[Python-Dev] Grzegorz Adam Hankiewicz found a parsing bug in HTMLParser.

Guido van Rossum guido@python.org
Sun, 09 Feb 2003 20:12:47 -0500


> MSG-ID of the origin: <mailman.1044810540.18789.python-list@python.org>

Alas, that's not help ful in tracking down the original message.

> A bit of investigation showed that the bug exists because of that line:
> 
>         <a href="http://ss"title="pe">P</a>
>                          ^^^

Which is blatantly invalid HTML, of course.

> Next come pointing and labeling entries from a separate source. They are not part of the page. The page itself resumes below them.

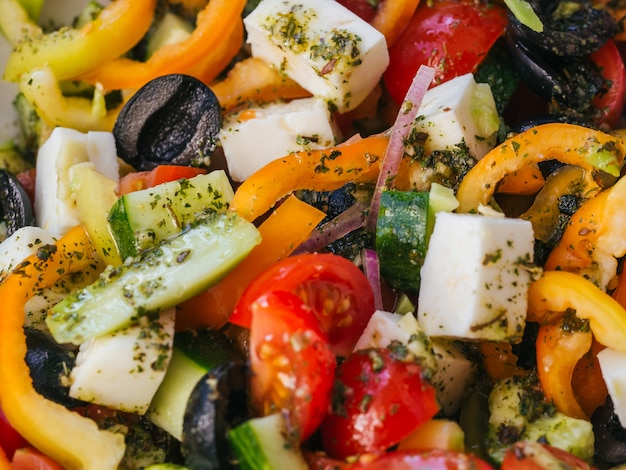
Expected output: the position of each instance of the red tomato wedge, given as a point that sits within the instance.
(451, 36)
(333, 287)
(610, 103)
(292, 365)
(378, 400)
(435, 459)
(139, 180)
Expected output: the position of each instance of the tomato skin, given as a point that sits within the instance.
(435, 459)
(526, 455)
(10, 439)
(451, 36)
(334, 287)
(609, 59)
(381, 399)
(138, 180)
(292, 364)
(362, 8)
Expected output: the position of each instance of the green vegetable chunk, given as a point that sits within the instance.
(159, 278)
(402, 231)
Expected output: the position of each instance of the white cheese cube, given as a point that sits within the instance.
(55, 205)
(614, 373)
(254, 137)
(454, 113)
(474, 280)
(124, 369)
(321, 45)
(22, 243)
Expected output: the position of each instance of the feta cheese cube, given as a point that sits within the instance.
(321, 45)
(55, 205)
(455, 112)
(254, 137)
(474, 278)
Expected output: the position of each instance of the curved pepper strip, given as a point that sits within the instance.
(321, 170)
(568, 143)
(556, 292)
(72, 52)
(213, 24)
(69, 438)
(393, 16)
(594, 237)
(42, 89)
(558, 351)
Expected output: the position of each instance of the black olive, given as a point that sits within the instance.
(218, 403)
(16, 209)
(49, 362)
(174, 119)
(570, 29)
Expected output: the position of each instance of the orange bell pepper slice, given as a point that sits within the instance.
(568, 143)
(204, 46)
(72, 52)
(322, 170)
(594, 237)
(392, 17)
(557, 292)
(81, 445)
(558, 351)
(214, 306)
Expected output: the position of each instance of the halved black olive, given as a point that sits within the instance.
(16, 210)
(571, 29)
(49, 362)
(218, 403)
(174, 119)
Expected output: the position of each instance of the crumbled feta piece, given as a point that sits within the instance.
(321, 45)
(475, 277)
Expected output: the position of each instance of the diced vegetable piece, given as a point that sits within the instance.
(159, 278)
(260, 443)
(142, 218)
(402, 232)
(475, 277)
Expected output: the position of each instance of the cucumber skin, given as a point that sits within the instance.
(402, 231)
(159, 278)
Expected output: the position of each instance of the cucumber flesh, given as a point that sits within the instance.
(260, 444)
(159, 278)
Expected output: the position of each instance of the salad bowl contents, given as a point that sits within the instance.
(344, 234)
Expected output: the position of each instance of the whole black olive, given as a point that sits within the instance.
(48, 362)
(174, 119)
(571, 29)
(218, 403)
(16, 209)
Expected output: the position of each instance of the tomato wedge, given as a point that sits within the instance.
(138, 180)
(451, 36)
(332, 286)
(292, 365)
(379, 399)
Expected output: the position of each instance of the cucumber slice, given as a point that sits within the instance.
(260, 444)
(140, 219)
(404, 224)
(195, 354)
(159, 278)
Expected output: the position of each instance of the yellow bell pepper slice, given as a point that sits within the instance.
(72, 52)
(570, 144)
(82, 445)
(556, 292)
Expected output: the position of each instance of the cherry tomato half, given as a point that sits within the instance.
(292, 365)
(451, 36)
(334, 287)
(528, 455)
(435, 459)
(378, 400)
(611, 103)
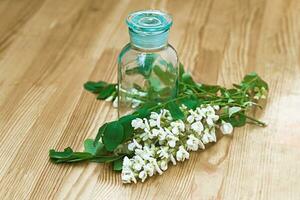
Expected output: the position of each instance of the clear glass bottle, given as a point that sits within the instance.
(147, 66)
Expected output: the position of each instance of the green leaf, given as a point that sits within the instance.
(118, 164)
(181, 70)
(252, 80)
(89, 146)
(187, 79)
(190, 103)
(98, 149)
(113, 135)
(57, 155)
(233, 110)
(69, 156)
(106, 92)
(237, 119)
(166, 76)
(105, 159)
(213, 89)
(126, 123)
(100, 133)
(175, 111)
(95, 87)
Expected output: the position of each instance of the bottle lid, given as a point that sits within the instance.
(149, 28)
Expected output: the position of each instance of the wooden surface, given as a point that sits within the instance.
(49, 48)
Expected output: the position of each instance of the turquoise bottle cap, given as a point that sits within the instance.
(149, 29)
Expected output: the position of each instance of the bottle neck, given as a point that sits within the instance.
(149, 41)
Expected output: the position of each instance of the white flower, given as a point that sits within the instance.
(163, 152)
(149, 169)
(143, 175)
(146, 124)
(172, 140)
(137, 123)
(213, 135)
(216, 107)
(192, 143)
(172, 159)
(162, 134)
(154, 115)
(182, 154)
(138, 163)
(164, 165)
(145, 154)
(128, 176)
(190, 119)
(146, 135)
(178, 124)
(205, 138)
(226, 128)
(115, 103)
(134, 144)
(209, 121)
(201, 145)
(197, 127)
(126, 163)
(233, 110)
(154, 163)
(135, 103)
(154, 119)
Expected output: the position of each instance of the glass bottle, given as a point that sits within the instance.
(147, 66)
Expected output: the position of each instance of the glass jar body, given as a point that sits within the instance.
(146, 75)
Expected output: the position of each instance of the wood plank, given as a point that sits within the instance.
(49, 48)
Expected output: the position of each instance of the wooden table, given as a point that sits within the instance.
(49, 48)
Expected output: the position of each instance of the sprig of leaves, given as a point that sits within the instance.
(102, 89)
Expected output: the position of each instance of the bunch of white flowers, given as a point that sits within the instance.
(160, 140)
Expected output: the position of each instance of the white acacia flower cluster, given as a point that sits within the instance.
(160, 140)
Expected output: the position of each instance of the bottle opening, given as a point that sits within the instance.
(149, 29)
(149, 21)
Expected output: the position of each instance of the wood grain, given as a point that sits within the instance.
(49, 48)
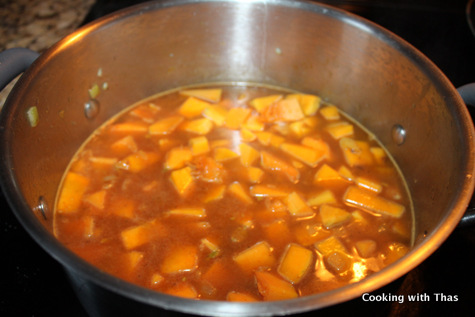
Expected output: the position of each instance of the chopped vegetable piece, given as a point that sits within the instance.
(139, 235)
(188, 212)
(286, 110)
(182, 258)
(249, 155)
(333, 216)
(340, 129)
(297, 205)
(268, 191)
(270, 162)
(309, 156)
(138, 161)
(236, 117)
(238, 191)
(274, 288)
(330, 112)
(356, 153)
(223, 154)
(165, 126)
(177, 158)
(198, 126)
(295, 263)
(192, 107)
(96, 199)
(261, 103)
(199, 145)
(258, 255)
(74, 187)
(366, 248)
(323, 197)
(182, 180)
(211, 95)
(369, 201)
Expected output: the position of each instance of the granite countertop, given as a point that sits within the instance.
(38, 24)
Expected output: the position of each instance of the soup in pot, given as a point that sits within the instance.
(234, 192)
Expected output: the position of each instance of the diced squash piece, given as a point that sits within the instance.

> the place in code responsible for complaining that is a method
> check_for_whole_start_tag() of class HTMLParser, lines 308 to 312:
> 
>             if next in ("abcdefghijklmnopqrstuvwxyz=/"
>                         "ABCDEFGHIJKLMNOPQRSTUVWXYZ"):
>                 # end of input in or before attribute value, or we have the
>                 # '/' from a '/>' ending
>                 return -1
> 
> I don't want to change this since I'm sure, I'll make HTMLParser
> weak for some other conditions. Is there anybody who know the code
> for HTMLParser.py?

This isn't really the right forum for this, but I hope you can post
either a bug report or a patch to sourceforge.  If you need someone to
help investigate first, the right place to ask is comp.lang.python.

--Guido van Rossum (home page: http://www.python.org/~guido/)